True Grit: four keenly-realized characters suspended in a moral vacuum. The realization of the characters is a question of the actors' inventiveness and a certain interaction of editing and screenwriting; the moral vacuum belongs to the directors, who are also, incidentally, the screenwriters and editors. The Coens have a pervasive disingenuousness which is usually construed by their supporters as playful and by their detractors as symptomatic of a lack of backbone; their films are full of false attributions, red herrings and parodies presented as facts, and the directors either take the neuroses and motivations of their characters (especially leads) with a grain of salt or are drawn to characters that inspire incredulity or even contempt (George Clooney in O Brother, Where Art Thou?, Billy Bob Thornton in The Man Who Wasn't There, John Malkovich in Burn After Reading, Tom Hanks in The Ladykillers, etc., etc.).
Taken together, these tendencies can make for good comedy but suspect drama; the "Based on a True Story" credit in Fargo is a bleak and funny gag, but the bible verse at the beginning of True Grit seems like the first in a series of elements that could only be called "moral bric-a-brac"—acknowledgements of morality within the space of a film that doesn't really admit any concern for moral issues and which takes its ugliness at face value. Jeff Bridges, booting Indian kids off a porch, is every bit as spiteful as Eastwood in Gran Torino, yet there's nothing in True Grit to balance or counteract his spite; this is either a moral flaw or the entire agenda (it'd be a stretch to call it a "point") of the film.

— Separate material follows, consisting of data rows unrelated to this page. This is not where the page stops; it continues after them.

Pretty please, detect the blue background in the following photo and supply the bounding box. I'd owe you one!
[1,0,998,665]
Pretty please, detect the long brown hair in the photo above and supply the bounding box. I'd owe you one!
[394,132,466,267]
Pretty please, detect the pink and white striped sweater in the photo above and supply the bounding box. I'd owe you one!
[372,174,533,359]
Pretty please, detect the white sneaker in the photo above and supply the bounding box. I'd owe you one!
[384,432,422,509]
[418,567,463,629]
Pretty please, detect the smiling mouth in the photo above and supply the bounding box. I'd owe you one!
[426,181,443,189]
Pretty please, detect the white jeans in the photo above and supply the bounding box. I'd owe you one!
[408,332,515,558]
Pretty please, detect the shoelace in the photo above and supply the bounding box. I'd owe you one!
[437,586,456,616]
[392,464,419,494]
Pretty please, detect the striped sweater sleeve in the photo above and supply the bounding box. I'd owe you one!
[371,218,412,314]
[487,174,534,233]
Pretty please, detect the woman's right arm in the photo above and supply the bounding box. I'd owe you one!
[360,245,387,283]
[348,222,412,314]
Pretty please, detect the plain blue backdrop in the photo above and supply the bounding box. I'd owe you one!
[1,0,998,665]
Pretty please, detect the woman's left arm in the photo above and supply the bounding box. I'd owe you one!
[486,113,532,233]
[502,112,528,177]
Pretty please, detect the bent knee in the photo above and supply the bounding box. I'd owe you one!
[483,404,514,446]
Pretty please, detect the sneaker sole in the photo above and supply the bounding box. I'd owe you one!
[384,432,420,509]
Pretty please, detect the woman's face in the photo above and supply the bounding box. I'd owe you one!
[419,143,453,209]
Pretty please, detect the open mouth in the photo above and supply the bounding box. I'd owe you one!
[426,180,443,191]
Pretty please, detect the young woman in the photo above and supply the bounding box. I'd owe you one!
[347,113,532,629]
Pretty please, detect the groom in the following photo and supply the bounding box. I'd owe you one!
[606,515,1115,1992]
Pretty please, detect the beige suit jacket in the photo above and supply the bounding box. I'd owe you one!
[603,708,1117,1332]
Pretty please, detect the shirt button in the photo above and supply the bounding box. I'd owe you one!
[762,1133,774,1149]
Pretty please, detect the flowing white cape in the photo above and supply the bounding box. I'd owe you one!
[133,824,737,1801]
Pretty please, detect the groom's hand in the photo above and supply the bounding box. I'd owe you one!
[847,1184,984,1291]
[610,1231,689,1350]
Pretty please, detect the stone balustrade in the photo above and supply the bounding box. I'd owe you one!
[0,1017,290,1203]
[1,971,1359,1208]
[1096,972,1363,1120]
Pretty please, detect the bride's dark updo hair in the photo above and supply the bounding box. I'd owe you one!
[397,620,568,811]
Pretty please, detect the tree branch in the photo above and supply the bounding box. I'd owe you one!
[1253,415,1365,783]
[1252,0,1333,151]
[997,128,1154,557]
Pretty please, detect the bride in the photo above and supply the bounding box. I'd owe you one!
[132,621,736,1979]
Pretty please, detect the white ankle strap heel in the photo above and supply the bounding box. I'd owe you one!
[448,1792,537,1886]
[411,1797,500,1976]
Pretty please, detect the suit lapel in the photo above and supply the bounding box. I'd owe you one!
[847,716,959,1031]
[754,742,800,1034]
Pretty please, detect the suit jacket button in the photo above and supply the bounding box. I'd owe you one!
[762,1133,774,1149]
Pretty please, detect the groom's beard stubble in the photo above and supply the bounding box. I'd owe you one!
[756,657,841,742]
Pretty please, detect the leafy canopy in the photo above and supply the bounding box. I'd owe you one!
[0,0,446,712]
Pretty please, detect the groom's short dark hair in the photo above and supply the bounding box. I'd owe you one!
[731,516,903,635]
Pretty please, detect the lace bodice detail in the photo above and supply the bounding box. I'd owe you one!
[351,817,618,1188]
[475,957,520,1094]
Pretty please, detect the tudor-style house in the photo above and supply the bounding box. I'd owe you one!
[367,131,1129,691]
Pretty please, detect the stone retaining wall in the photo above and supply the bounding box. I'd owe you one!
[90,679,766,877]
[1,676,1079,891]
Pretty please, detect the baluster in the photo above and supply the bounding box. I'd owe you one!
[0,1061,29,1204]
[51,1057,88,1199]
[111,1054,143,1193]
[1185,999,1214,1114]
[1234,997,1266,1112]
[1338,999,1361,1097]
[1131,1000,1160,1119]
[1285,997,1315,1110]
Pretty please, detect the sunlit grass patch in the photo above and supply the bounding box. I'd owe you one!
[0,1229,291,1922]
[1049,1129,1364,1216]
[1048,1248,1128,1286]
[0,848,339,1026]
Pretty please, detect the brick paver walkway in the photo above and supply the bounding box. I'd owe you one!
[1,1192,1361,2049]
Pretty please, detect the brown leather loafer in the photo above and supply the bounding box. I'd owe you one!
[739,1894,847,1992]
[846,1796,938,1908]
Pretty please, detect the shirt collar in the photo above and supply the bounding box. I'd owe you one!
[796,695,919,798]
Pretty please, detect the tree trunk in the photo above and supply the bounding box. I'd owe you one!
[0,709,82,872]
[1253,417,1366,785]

Daniel Kasman summed up the Coens' A Serious Man (and Haneke's like-minded The White Ribbon) like this here last year: "a cinema of such precise predetermination that the movies are in essence over before you even sit down to watch them." This applies to True Grit as well, but, as in the Coens' better films, the predetermination is less a question of subjecting the characters to a gauntlet and more an outgrowth of the characters themselves. Throw Jeff Bridges' borderline-incomprehensible drunk, Hailee Steinfeld's determined girl, Matt Damon's flamboyant Texan and Josh Brolin's Neanderthal bandit into any scenario, and you'd probably end up with the same outcome, because their characters, however well-defined, are unbendable. This, essentially, is what makes True Grit an anti-classical Western (however "old-fashioned" it may try to present itself as being), because the classical Westerns, even Budd Boetticher's leanest, built their dynamics around a pliability of character; rules and motivations were bent, either by the landscape or by the needs of the community / group. The characters of True Grit, on the other hand, travel towards each other in straight lines across the desolate Indian Territory; their inevitable collisions are not a question of fate or morality, but entirely based on their personas—and this, in turn, raises the question of whether the film is nihilist or existentialist.
I'm inclined to go with the former, or at least to say that the film's second-hand existentialism is yet another keen disguise. I'm inclined to think that the Coens are apolitical not because the individual films lack politics, but because each film puts on a different kind of politics like a costume (coarse cynicism in Burn After Reading, American populism in The Hudsucker Proxy, vaguely neo-conservative dread in No Country for Old Men, etc.), and I'm also inclined to think that they're amoral filmmakers (which is not say that they're amoral people) because their morality changes from film to film, and their personal stances (whatever they may be) are largely uncoupled from their directing. That is to say: True Grit, for better or worse, is an object d'art, and at a certain point it becomes impermeable. This makes it all the more ironic (and fascinating) that the character-driven non-plot of True Grit—a small group of people whose sense of identity, purpose and the world expresses itself through "inevitable" petty actions, and ultimately through a selfless act—is essentially the story of the old (still extant) cinema. This was—and is—a cinema driven (like literature, theater, art or music) to express something other than itself. But this story is told through the devices of a "second cinema," the "post-cinema" that has emerged since the 1970s and of which the Coens are often the standouts. This is a high-minded cinema where decisions are replaced by choices, a cinema of conscious, often ironic stances, which concerns itself not with using movies to answer external questions, but with using form to support its own internal systems of character and plotting. Here, this mode of filmmaking has been purposed to follow the trajectories of four people who are its opposite. But those people are seen as alien, as if the camera doesn't quite understand them—as if their purposes, however faithfully reproduced, could never completely be understood, and though we know that Bridges carries Steinfeld of his own free will, it can't quite be explained why, except with a shrugging "that's just the sort of guy he is."